When I started this blog a mere three months ago, I had so many awesome plans and dreams.
I had pages and pages of ideas. I carried a notebook around in order to capture all my ideas that seemed to come faster than I could write them down. I went to bed thinking about my big goals and I woke up excited and thrilled to attack those goals each day.
Writing has always been my biggest objective in this whole endeavor. It’s no secret that I consider myself to be a writer before I am a blogger. I have formed the habit to write 1000 words a day in order to stay true to my writing passion, to create a steady stream of content, and to help me think and process this crazy life I live.
I originally set a goal to schedule three posts a week.
That would allow for two posts to go live each week and to put one post in the bank. I had a goal to keep a month’s worth of posts in the bank at all times. I learned a long time ago to always work ahead with blog posts to allow for days or weeks when life gets in the way or bigger projects take priority.
I’ve got the writing side of blogging down.
I also knew I needed to learn more about how to grow my blog through email subscribers, social media, etc. I’m not dumb. I do still believe and will always believe that writing comes first but there are realities in this world that have to be acknowledged. I can’t be a writer who keeps her head in the sand, refusing to learn SEO and marketing. That’s just how it is whether I like it or not.
Come to find out that there was not much margin in my week to keep up the writing load AND grow my blog.
I was growing frustrated and disillusioned.
And guess what? I stopped dreaming. The ideas for the blog stopped rolling in faster than my fingers could catch them. I hit a dead spot. Sure, I was writing and scheduling blog posts. I was doing minimal social media when I remembered to do it. But, there was no growth. It was stagnant and I was hating my blog.
And this pressure doesn’t even include where I needed in other areas of my life.
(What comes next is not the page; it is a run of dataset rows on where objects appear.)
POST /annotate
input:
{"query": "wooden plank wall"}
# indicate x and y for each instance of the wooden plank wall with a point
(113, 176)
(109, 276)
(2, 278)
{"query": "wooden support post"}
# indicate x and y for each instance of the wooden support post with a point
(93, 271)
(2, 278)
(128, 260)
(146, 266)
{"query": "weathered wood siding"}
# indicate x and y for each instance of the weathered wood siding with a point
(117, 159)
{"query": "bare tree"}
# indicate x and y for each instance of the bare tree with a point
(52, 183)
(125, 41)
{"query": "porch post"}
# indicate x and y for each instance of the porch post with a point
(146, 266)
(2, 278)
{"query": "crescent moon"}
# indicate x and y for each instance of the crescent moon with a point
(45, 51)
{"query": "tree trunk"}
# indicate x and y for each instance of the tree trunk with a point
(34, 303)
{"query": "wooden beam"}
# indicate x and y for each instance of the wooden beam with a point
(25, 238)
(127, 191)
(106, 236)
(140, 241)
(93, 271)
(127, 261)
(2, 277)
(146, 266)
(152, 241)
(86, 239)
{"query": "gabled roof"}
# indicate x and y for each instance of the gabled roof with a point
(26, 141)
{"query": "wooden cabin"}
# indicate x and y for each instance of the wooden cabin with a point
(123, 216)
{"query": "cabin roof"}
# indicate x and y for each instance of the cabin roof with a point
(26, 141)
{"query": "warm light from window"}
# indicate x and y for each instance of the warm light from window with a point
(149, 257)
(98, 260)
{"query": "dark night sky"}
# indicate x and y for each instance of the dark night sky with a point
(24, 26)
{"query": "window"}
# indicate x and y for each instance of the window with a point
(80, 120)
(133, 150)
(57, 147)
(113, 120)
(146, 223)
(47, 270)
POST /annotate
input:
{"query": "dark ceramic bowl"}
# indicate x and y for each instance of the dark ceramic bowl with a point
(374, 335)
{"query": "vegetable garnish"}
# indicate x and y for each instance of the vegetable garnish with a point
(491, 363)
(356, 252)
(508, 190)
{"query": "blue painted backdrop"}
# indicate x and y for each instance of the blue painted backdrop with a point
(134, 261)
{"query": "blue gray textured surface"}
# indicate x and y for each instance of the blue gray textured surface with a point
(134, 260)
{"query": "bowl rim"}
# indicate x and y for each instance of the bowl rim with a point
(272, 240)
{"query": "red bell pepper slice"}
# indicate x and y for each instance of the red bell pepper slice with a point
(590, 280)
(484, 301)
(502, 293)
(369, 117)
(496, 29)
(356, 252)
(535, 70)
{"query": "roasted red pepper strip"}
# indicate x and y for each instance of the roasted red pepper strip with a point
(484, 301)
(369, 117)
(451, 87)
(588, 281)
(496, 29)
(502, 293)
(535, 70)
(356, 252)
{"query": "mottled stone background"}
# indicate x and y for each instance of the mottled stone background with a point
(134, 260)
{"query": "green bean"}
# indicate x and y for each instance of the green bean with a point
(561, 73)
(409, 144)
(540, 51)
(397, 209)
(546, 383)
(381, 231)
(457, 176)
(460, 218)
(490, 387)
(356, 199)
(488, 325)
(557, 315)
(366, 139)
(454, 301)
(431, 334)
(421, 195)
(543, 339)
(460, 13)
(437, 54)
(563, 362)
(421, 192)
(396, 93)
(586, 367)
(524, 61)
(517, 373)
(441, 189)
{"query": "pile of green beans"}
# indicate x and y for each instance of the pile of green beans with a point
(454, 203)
I am determined to make my writing and blogging work but I have been dazed and confused with how to make it all work.
And then it hit me. I was praying for guidance on how to keep writing and to also allow the margin for learning and growth. And what hit me was the last thing I thought possible. I knew in my gut that I needed to back off on posting my writing on the blog.
What? After all this talk about writing consistently, I am actually thinking about backing off a bit. This was crazy.
Now, this does not mean I stop my daily writing of 1000 words. Nope, that’s not stopping ever. It has become such a huge part of my daily routine and well-being.
I’m talking about reducing my blog post schedule down to one post a week and one post in the bank. That merely reduces my schedule down by one post a week. But, the difference is HUGE!
The sweet release that came from that simple decision has been mind-blowing.
It has been like shaking up a champagne bottle and then releasing the cork. The ideas and dreams and plans have been bubbling over ever since. I can’t keep up with all the bubbles that are spewing forth and I couldn’t be happier.
And now I have space in my schedule to dive headfirst into these ideas and I can commit time each week to learning as well. I can now do all those courses in the Genius Bloggers ToolKit I got this year and I can read ALL those ebooks I’ve been meaning to read.
The passion for my blog is BACK!!!!
How does this relate to you?
Are you feeling stuck? Do you want to grow but don’t think it’s possible?
Do you still dream big about your blog?
If the answer is yes, I encourage you to take an inventory of your writing and blogging.
Is there something that you are holding onto but it doesn’t really serve your big plan?
There comes a time when taking a step back is what’s needed to allow for growth. Click To Tweet
Space for growth does not magically appear. It has to be thoughtfully created.
I was putting such strong expectations on myself and those expectations turned out to be unrealistic. I kept going even when I knew they were unrealistic because I was determined to stick to my output goal. It was killing me and my creativity.
Come to find out that a little ego check was all that was needed for the big goal to be birthed in my heart and mind all over again.
What about you? Are you frustrated?
Try taking a step back so that there is room to grow and dream all over again.